Sim, Iris escolheu ser coadjuvante, como muitas mulheres têm escolhido. Nada justifica sua escolha, mas a confirmação da crença de que a mulher é culpada pelo pecado original e que apenas sendo obediente, compreensiva e subserviente pode merecer o título de esposa - pior - que seu valor está atrelado a tal título que a valida como mulher e que somente pode ser dado pelo outro (o homem), explica. Ela deixa de ser o ser que É, e passa a refletir a imagem que o outro faz dela, ou talvez melhor, a projeção de sua auto-imagem distorcida. 

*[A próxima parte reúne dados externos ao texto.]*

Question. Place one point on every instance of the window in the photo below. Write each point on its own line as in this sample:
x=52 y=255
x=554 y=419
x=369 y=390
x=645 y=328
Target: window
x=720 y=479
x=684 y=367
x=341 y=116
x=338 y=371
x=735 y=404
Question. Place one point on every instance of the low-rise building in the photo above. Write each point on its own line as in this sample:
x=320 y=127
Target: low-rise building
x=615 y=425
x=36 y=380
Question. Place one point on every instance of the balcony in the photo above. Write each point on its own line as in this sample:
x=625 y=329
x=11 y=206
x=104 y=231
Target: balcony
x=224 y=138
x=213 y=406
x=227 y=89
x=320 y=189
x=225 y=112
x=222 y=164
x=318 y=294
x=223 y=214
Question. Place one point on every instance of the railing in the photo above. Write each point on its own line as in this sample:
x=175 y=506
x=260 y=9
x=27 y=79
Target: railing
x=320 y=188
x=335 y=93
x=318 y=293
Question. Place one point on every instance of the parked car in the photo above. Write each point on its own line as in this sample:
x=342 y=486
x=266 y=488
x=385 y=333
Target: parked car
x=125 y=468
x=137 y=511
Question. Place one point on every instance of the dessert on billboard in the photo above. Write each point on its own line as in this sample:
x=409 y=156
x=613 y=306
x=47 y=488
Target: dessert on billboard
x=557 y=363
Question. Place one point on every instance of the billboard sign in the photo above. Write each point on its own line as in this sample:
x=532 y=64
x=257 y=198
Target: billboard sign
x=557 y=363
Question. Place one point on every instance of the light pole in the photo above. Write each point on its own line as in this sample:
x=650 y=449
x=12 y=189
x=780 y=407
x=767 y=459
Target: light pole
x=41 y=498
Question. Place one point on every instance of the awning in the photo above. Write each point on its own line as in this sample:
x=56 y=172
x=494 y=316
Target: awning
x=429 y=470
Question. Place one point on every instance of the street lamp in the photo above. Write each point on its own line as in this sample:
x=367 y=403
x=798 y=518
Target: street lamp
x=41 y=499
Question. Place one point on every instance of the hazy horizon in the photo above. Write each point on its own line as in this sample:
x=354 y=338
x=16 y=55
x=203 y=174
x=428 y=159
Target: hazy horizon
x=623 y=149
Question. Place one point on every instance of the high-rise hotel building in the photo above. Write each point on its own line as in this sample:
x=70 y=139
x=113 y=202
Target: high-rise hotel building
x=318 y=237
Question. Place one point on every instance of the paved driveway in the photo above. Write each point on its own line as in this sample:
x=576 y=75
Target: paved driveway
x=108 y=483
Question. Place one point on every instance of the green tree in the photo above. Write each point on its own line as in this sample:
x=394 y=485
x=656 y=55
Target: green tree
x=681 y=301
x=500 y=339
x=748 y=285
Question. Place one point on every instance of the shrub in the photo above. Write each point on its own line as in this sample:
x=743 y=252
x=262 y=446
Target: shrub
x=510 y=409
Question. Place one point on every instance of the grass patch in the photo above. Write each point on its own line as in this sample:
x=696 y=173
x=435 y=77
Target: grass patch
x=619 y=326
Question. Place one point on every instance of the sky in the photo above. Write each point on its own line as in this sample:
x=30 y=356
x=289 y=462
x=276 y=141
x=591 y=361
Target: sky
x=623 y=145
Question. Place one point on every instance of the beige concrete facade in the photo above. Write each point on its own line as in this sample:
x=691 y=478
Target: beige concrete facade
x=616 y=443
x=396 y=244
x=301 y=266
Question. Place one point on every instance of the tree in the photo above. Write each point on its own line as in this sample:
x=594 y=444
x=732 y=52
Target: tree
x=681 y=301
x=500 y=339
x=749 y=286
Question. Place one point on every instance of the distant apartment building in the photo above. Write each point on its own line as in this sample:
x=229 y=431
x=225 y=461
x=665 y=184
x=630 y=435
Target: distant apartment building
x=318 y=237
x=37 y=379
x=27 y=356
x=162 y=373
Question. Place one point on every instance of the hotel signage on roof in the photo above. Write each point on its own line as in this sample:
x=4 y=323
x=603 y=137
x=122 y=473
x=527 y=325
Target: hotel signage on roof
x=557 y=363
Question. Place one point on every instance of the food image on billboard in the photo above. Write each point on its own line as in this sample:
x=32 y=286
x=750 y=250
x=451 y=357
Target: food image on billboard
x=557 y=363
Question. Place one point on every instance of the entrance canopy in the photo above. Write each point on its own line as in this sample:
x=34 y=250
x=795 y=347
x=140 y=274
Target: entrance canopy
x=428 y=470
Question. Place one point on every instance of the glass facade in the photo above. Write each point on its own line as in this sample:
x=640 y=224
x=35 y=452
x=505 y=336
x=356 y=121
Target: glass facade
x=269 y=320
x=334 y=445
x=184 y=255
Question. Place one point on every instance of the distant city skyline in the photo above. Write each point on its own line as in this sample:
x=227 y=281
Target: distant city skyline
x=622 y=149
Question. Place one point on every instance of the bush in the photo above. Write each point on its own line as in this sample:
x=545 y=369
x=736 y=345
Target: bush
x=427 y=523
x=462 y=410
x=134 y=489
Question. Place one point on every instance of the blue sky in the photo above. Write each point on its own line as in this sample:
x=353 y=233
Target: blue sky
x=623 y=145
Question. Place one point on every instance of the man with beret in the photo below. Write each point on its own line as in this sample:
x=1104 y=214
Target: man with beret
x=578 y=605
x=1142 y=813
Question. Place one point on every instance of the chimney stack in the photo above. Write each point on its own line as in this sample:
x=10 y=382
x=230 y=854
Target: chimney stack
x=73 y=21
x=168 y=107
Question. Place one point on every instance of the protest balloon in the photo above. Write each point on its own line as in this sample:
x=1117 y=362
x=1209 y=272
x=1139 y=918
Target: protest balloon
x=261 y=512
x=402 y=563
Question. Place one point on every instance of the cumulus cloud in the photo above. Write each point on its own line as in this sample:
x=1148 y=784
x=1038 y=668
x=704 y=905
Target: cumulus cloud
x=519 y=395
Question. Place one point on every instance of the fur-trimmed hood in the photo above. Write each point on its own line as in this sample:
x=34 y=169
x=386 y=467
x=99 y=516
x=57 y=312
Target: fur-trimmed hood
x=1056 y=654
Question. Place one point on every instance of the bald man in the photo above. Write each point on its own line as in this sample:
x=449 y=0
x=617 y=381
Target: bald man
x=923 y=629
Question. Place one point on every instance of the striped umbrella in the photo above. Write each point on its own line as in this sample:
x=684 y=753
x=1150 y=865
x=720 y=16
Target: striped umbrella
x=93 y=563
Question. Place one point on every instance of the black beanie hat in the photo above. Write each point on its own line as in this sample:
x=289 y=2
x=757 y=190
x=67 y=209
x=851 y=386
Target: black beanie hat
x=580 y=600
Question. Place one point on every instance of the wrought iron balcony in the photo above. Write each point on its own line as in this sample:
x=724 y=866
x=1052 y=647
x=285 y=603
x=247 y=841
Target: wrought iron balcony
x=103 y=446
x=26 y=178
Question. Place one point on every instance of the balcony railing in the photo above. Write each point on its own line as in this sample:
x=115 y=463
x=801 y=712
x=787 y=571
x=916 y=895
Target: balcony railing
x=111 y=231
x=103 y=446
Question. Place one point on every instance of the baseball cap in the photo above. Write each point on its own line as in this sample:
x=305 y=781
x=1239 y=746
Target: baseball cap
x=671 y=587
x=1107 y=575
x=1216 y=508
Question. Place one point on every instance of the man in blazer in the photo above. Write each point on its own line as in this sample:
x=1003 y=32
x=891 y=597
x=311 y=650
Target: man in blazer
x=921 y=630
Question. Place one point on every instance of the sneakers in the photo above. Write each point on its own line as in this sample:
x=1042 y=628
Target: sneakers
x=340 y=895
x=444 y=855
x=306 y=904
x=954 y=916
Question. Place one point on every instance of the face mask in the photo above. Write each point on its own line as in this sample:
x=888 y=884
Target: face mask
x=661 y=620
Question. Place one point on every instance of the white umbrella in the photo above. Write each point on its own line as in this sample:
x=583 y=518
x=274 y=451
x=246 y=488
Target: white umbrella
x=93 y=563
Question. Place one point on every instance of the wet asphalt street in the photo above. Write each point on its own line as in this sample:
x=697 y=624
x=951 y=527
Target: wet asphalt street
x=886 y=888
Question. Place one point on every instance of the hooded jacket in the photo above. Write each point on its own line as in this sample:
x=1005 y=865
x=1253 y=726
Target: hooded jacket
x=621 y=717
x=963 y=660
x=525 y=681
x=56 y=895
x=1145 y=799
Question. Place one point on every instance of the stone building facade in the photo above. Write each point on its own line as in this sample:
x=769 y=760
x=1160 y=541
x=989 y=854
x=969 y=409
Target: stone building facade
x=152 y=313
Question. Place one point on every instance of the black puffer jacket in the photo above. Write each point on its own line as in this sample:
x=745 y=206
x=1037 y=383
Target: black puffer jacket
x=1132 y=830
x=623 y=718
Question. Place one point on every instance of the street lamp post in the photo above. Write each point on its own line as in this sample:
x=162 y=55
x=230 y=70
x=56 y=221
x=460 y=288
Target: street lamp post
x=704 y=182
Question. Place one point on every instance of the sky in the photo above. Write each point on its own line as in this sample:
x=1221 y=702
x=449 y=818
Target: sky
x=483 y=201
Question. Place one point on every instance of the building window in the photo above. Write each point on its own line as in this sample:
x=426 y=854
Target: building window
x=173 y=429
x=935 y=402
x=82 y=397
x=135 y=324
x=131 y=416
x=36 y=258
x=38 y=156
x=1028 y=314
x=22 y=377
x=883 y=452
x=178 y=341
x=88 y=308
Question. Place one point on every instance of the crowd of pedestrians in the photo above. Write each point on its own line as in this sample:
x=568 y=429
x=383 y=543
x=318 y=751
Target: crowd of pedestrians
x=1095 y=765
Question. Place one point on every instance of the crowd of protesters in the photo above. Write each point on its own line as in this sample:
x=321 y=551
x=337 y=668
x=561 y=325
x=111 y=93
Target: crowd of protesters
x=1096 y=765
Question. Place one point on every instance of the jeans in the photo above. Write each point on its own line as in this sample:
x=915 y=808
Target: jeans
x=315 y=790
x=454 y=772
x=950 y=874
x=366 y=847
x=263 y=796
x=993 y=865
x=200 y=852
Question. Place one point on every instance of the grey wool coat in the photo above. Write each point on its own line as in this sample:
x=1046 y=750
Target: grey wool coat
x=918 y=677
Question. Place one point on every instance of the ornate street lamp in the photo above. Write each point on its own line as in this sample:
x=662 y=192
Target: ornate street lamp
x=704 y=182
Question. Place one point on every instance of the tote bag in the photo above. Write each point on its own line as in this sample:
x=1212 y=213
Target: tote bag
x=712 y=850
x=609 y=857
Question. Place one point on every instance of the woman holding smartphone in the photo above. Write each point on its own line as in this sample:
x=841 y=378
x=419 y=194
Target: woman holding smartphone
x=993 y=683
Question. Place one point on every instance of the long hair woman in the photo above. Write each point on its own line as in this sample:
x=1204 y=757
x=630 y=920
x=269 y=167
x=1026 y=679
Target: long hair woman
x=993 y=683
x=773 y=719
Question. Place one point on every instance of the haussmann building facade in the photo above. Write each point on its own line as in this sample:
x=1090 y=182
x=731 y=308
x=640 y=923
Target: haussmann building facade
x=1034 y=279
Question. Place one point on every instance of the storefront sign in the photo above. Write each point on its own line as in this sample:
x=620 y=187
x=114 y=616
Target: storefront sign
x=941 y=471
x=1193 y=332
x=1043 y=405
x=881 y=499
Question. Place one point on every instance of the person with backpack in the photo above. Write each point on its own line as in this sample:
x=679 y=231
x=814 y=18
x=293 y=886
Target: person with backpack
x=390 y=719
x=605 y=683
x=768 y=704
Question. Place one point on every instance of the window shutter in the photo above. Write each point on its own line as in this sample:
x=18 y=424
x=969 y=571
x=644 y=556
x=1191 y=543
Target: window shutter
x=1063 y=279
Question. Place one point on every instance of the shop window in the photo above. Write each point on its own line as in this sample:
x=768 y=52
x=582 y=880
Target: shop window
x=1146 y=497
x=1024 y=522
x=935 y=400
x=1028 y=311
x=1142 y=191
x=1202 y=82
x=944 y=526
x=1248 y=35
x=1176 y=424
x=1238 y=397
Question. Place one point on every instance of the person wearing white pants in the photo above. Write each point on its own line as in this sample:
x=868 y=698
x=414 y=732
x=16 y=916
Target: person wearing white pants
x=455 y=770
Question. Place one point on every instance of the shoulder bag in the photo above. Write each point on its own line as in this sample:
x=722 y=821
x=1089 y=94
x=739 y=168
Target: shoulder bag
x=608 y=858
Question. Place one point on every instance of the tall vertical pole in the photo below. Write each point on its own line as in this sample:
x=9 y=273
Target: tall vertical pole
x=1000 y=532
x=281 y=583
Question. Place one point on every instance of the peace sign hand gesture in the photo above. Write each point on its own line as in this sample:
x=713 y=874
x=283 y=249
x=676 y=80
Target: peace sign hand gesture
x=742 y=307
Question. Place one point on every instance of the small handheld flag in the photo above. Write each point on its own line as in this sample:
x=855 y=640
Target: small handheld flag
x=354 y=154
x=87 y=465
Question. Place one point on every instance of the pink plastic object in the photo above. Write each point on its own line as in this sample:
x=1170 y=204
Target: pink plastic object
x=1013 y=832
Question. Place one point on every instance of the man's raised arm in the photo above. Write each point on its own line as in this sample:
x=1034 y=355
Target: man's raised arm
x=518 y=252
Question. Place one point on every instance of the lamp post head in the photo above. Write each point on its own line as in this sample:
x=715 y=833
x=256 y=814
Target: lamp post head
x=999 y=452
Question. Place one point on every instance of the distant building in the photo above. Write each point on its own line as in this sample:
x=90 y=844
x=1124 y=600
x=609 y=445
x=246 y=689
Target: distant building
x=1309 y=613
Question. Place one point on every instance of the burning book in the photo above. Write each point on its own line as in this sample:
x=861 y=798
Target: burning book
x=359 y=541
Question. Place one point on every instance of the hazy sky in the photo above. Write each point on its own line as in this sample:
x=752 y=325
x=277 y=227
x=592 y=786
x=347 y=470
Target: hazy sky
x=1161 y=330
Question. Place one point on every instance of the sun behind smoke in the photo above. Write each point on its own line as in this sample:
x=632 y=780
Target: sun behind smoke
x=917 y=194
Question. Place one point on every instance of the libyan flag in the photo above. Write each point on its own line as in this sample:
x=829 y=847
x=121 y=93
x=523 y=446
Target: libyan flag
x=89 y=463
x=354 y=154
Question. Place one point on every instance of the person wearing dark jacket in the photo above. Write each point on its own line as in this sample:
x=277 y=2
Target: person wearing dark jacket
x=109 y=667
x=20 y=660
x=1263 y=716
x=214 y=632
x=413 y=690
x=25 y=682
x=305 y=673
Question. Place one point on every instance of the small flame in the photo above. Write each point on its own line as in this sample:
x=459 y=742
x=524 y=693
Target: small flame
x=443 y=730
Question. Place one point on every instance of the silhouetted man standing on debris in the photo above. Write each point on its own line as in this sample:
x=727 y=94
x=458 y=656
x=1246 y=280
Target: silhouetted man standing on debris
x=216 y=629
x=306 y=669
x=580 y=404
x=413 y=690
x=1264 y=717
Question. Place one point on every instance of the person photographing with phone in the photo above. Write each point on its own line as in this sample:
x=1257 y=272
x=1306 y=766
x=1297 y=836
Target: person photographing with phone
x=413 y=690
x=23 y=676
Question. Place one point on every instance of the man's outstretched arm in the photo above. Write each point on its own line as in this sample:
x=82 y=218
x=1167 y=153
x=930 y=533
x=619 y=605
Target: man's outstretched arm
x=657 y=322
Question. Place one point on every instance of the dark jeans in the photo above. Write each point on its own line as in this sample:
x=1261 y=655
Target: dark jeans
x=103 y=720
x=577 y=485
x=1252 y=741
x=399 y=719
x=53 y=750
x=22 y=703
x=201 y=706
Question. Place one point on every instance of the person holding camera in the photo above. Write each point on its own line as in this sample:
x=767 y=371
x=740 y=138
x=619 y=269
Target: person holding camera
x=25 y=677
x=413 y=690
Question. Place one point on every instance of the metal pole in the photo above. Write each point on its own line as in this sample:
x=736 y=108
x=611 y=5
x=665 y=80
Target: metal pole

Para Iris, Amanda e tantas  mulheres deste século, esses arquétipos, as crenças e as impregnações são tão fortes que as fazem repetir padrões de comportamento que apenas reforçam o que a cultura, a sociedade e a experiência lhes tem ensinado ao longo dos séculos.  Por sorte, hoje, algumas mulheres vêm desconstruindo Amélia    seja por meio de psicoterapia, seja através de trabalhos de corporificação da consciência, seja por pura e simples rebeldia.